O Banco de Portugal tem como referência que os depósitos a prazo possam remunerar, sem penalizações nos rácios de capital, a uma taxa equivalente à soma da taxa de referência associada à maturidade do depósito acrescida de 300 ponto base ou 3 pontos percentuais.

Se assumirmos que a taxa swap do euro a 5 anos é a referência adequada para uma aplicação a 5 anos (ronda presentemente 1%) e lhe juntarmos os 3 pontos percentuais de spread aceite pelo Banco de Portugal, obtemos como referência uma taxa de juro a rondar 4%. Ora este é um valor muito similar aos 4,25% de taxa de juro média para o período de 5 anos dos novos certificados do tesouro poupança mais.

Se juntarmos a isto o facto de o Estado português estar a pagar taxas de juro reais que chegam a superar o 5% em títulos da dívida a 5 anos colocados junto a investidores institucionais (como os bancos) facilmente se percebe que o produto está estruturado de forma equilibrada face às condições de mercado (da perspetiva das referências do regulador) e a haver desequilíbrio este ocorre em desfavor dos pequenos aforradores que continuam a não ter acesso a taxas tão altas quanto as de outros títulos do tesouro orientados para grandes investidores, com a penalização adicional oriunda de uma taxa de IRS de 28% sobre os juros que reverte para o próprio devedor  – o Estado.
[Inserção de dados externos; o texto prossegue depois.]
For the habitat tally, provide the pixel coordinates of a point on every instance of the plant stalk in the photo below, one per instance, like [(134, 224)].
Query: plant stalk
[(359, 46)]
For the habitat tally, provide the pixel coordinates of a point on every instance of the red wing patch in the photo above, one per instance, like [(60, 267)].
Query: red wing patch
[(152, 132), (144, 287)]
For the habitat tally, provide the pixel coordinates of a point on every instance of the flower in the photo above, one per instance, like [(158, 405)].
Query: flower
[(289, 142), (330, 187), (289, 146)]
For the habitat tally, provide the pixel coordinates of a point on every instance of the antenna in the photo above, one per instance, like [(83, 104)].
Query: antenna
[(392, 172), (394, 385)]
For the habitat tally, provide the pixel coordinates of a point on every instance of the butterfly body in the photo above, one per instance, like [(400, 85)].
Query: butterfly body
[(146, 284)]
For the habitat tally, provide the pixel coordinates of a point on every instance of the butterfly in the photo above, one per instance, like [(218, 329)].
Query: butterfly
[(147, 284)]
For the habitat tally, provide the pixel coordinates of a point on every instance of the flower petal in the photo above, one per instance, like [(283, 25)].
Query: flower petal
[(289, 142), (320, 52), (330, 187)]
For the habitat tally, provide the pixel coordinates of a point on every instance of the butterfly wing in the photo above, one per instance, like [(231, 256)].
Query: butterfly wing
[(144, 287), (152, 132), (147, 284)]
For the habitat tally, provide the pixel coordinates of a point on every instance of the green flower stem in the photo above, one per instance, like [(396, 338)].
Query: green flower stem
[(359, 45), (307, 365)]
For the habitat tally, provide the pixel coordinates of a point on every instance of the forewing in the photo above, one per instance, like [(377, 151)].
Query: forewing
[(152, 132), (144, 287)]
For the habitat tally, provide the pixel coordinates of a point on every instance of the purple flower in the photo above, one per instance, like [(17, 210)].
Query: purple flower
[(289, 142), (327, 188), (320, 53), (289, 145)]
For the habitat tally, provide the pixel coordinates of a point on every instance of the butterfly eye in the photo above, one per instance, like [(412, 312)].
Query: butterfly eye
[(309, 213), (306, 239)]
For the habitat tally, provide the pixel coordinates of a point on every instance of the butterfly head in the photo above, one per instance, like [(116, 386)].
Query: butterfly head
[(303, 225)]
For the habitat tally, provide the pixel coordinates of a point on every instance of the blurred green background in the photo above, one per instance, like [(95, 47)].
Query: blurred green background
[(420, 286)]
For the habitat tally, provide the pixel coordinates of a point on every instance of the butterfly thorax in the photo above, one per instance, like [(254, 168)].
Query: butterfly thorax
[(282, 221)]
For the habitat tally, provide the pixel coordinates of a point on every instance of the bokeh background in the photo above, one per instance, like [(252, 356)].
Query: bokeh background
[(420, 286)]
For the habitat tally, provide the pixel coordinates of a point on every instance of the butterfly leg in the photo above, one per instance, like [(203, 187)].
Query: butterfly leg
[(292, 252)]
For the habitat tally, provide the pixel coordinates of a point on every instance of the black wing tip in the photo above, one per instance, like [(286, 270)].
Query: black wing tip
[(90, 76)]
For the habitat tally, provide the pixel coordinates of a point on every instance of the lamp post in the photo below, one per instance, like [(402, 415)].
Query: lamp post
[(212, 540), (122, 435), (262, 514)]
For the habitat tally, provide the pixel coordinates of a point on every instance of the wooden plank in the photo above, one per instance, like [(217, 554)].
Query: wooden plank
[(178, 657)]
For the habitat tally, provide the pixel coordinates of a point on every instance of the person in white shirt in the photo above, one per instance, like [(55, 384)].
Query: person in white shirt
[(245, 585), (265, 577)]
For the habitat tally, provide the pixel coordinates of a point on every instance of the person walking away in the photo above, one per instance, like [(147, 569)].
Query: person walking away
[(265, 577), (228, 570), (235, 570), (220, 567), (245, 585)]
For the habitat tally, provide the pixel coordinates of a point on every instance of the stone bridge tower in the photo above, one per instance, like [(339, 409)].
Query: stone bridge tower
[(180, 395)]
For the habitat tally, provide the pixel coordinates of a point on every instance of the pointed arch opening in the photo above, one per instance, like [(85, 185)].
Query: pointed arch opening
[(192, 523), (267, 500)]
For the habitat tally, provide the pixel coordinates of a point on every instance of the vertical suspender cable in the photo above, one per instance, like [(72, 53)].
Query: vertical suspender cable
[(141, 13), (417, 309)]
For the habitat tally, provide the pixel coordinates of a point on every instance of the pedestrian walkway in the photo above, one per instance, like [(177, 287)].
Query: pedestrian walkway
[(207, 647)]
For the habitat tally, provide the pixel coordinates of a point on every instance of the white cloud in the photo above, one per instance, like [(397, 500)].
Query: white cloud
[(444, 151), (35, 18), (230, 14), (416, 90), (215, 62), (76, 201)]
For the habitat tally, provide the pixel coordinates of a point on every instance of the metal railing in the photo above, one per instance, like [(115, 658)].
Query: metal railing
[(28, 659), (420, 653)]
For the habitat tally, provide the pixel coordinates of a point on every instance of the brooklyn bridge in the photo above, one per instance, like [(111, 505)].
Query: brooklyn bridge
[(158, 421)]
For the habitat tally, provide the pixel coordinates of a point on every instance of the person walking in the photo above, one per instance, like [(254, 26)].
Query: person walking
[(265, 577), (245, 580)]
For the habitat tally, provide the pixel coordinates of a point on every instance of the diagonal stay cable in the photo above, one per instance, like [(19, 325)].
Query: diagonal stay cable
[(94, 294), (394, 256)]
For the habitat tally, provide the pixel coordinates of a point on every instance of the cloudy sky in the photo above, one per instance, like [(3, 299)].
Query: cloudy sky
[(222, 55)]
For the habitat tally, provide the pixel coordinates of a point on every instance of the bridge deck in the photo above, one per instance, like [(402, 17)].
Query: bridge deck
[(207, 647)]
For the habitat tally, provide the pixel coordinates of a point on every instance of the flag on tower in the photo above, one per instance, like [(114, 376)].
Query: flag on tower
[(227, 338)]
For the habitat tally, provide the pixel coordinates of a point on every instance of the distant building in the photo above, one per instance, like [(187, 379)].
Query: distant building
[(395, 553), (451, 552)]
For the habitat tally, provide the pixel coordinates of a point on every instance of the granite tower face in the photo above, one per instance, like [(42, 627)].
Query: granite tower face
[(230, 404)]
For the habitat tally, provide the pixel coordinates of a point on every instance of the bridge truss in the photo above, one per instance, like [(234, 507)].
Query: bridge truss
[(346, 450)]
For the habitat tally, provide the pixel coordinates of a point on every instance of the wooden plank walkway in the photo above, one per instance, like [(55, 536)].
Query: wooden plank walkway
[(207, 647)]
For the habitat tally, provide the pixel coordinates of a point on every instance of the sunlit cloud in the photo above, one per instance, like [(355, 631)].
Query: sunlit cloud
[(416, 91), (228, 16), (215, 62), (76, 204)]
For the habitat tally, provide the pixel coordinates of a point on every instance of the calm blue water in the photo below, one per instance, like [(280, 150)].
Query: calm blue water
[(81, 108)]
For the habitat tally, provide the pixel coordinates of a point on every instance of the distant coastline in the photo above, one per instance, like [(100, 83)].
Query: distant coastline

Uma penalização apurada por comparação com todos os investidores estrangeiros (muitas vezes empresas de grupos financeiros nacionais) que podem reportar os ganhos noutros países com fiscalidade mais leve.

Em suma, é nossa opinião que um sector financeiro saudável pode e deve acomodar de forma permanente uma aplicação de poupança junto dos pequenos aforradores nacionais com as características agora desenhadas. Há várias vantagens importantes, até do ponto de vista da gestão política e económica em ter os residentes como tomadores preferências da dívida pública. Resta saber que opções e reflexões se tomarão face a um momento de ainda frágil saúde, quer do Estado, quer dos bancos nacionais. Para já, a pressão junto da banca nacional para reagir e repensar o seu modelo de negócio é evidente, sendo que este novo produto de poupança do Estado será apenas mais um pequeno contributo para se construir o referencial saudável em função do qual a banca se deve redesenhar.

5 comentários

  1. Caro RCB,

    Apesar de um artigo interessante gostaria de salientar que o Estado não está a pagar 5% (por títulos de divida a 5 anos) – essa taxa é de mercado secundário, a que os investidores institucionais negoceiam as obrigações mencionadas.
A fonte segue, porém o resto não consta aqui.